Bramnick of New Wine Ministries also believes these miracles validate Bentley's ministry.

"It is just elevating the faith of the church to believe what the Bible says. Beyond the signs and the wonders and the healing, it is bringing a new dimension of hunger and intimacy with our Heavenly Father," he says. "With the fruit of drawing people closer in their relationship to Jesus and people who are bound with cancer, crippling diseases and other infirmities being set free, I have a hard time understanding how other Christians would say that this is not a move of God."

However, Tchividjian reminds Christians to test every word that comes out of Bentley's mouth like the Bereans tested what Paul said in Acts 17:11.
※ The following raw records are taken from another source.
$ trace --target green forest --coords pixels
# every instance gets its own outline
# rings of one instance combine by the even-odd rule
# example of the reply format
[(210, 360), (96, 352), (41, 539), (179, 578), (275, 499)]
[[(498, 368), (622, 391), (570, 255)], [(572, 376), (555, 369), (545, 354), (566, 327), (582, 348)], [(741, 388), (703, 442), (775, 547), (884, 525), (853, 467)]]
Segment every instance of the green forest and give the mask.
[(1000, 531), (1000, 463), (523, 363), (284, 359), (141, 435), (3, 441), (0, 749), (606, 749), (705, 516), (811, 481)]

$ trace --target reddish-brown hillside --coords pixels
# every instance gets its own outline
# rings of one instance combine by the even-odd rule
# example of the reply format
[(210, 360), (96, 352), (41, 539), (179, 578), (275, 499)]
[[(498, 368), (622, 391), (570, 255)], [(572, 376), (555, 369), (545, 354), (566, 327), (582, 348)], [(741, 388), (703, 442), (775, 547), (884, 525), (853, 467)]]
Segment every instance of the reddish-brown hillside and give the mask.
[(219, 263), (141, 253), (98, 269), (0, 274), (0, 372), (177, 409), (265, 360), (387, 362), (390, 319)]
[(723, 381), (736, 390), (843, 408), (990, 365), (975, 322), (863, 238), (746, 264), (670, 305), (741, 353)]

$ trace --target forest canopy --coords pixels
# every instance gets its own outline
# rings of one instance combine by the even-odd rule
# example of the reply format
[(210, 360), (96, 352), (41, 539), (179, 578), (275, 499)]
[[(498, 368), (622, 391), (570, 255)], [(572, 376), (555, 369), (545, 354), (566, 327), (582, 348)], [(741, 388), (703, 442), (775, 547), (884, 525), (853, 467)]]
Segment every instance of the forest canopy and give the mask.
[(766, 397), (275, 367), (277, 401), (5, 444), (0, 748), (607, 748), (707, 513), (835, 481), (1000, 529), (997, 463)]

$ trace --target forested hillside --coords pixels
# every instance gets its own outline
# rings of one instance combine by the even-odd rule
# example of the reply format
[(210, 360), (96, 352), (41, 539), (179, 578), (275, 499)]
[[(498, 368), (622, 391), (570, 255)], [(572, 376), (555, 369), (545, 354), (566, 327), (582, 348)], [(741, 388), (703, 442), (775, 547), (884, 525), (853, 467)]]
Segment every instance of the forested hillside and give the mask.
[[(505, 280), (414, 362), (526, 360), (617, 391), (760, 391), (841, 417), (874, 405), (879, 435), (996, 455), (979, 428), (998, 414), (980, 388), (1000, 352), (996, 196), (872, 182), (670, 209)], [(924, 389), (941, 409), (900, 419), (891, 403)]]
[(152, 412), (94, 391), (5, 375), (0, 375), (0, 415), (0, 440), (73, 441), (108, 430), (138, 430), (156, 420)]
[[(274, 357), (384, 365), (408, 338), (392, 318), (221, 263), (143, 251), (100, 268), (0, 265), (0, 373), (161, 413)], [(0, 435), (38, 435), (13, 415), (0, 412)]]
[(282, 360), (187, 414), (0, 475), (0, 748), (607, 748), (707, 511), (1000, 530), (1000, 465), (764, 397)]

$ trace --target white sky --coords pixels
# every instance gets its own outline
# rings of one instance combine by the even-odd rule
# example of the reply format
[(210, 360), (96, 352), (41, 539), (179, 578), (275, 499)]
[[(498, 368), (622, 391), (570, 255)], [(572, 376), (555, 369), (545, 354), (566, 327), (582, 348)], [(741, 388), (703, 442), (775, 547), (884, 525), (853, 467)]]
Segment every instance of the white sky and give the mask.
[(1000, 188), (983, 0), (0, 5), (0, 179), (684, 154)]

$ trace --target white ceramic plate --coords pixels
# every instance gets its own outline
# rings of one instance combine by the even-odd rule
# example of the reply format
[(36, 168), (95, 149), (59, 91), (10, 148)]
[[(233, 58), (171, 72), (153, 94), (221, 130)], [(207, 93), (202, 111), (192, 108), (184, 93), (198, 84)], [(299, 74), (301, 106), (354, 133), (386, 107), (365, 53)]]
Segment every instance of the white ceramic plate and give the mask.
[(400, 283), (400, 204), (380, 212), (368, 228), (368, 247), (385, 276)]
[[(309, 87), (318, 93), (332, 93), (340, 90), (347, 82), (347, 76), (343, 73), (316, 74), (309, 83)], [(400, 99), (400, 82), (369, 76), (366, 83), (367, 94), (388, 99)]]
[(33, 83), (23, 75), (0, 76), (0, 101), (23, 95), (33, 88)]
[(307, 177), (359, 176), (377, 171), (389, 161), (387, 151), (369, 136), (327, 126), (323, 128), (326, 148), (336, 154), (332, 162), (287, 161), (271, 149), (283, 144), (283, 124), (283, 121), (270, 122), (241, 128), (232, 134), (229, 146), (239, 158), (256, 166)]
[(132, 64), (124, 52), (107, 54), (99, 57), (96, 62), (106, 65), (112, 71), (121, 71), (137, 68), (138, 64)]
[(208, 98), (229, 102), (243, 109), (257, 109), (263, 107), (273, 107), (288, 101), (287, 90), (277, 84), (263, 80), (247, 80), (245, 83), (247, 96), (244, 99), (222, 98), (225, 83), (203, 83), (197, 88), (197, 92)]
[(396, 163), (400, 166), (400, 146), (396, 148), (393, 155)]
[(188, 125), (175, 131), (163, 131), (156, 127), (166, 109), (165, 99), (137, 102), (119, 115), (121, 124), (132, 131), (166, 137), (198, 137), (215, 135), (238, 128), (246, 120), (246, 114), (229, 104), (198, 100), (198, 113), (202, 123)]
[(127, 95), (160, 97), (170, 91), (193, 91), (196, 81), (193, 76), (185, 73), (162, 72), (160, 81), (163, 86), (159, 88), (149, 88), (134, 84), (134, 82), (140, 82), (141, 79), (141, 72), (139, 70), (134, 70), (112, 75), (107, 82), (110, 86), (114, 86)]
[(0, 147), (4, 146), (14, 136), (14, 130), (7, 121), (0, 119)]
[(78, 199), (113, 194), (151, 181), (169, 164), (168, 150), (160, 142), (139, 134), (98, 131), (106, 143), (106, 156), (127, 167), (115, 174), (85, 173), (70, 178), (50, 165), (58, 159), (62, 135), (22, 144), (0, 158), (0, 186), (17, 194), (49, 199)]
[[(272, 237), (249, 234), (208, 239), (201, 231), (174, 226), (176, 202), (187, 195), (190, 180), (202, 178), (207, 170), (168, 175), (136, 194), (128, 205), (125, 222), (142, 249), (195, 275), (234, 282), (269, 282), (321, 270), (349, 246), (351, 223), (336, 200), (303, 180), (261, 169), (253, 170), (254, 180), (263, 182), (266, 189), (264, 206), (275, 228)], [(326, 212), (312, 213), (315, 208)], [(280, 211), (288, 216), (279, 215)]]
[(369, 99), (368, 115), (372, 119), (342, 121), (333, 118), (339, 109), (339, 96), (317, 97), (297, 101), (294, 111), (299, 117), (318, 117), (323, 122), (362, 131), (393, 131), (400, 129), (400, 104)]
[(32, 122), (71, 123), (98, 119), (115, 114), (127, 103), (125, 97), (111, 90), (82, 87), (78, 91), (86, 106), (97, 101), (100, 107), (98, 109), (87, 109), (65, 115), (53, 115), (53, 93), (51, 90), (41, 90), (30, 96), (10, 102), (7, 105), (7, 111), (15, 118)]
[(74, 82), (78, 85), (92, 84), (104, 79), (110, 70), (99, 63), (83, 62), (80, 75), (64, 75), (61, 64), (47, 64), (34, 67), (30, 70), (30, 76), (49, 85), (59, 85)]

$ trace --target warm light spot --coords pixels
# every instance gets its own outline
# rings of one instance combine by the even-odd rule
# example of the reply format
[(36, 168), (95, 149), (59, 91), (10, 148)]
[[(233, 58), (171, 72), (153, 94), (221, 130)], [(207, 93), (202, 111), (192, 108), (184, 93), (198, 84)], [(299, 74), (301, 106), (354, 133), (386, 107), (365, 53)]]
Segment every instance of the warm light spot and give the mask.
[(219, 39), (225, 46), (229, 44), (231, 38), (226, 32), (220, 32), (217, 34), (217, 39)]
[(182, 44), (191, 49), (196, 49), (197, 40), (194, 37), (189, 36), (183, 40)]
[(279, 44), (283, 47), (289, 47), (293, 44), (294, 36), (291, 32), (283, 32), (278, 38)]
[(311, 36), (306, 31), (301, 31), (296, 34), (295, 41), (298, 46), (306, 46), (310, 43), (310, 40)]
"We increase our scrutiny of people like Hugh Hefner, and we decrease our evaluation of people like Todd Bentley just because he comes in the name of Jesus," Tchividjian says. "Hugh Hefner is not nearly as dangerous to the church as someone like this . . .

"I would pay much more attention to those people who have stood the test of time. I would pay very little attention to anyone who comes and says, 'God told me something that he's never told anyone else, and you can't find it in the Bible.' It's a lie, it's that simple."